O quarto e último tipo de crime organizado prevalecente em África é o crime cibernético, escreve Shaw. Tem a tendência de aumentar à medida que a tecnologia e o acesso à internet crescem no continente. De acordo com o “Relatório de Ameaças de Segurança da Internet de 2019” da Symantec, um em cada 131 e-mails na África do Sul, no ano anterior, era malicioso, a taxa mais alta do mundo. No mesmo período, um em cada 1.318 e-mails, na África do Sul, fazia parte de um ataque fraudulento para o roubo de identidade, phishing scam, a quinta taxa mais elevada do mundo.

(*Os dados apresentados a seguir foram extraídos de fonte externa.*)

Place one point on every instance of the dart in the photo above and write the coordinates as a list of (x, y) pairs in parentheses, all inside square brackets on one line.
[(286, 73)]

Karen Allen, conselheira de pesquisas sénior do IES, em Pretória, África do Sul, escreveu que os países africanos devem estar preparados para crimes cibernéticos dependentes e crimes cibernéticos possibilitados. O primeiro utiliza a tecnologia informática para criar novos crimes. O segundo usa as novas tecnologias para cometer crimes mais tradicionais tais como a lavagem de dinheiro.
Em Janeiro de 2018, alguns dentro da União Africana acusaram o governo chinês de invadir os computadores, em Adis Abeba, na Etiópia, na sede, e baixar informação confidencial, reportou o Financial Times. Esta operação de invasão, que a China não admitiu, alegadamente ocorreu no período nocturno, entre Janeiro de 2012 e Janeiro de 2017, desde a meia-noite até 2 horas da madrugada. A China financiou a sede da UA e construiu uma das suas empresas estatais.
Fica claro que os crimes cibernéticos serão uma preocupação africana por muitos e muitos anos.
CRIMES LIGADOS À FAUNA BRAVIA
África possui algumas das espécies da vida selvagem mais majestosas e icónicas do mundo. Mas embora estes tesouros atraiam milhares de turistas através dos safaris, eles também atraem intenções criminosas de ganhar lucro a partir de partes de animais.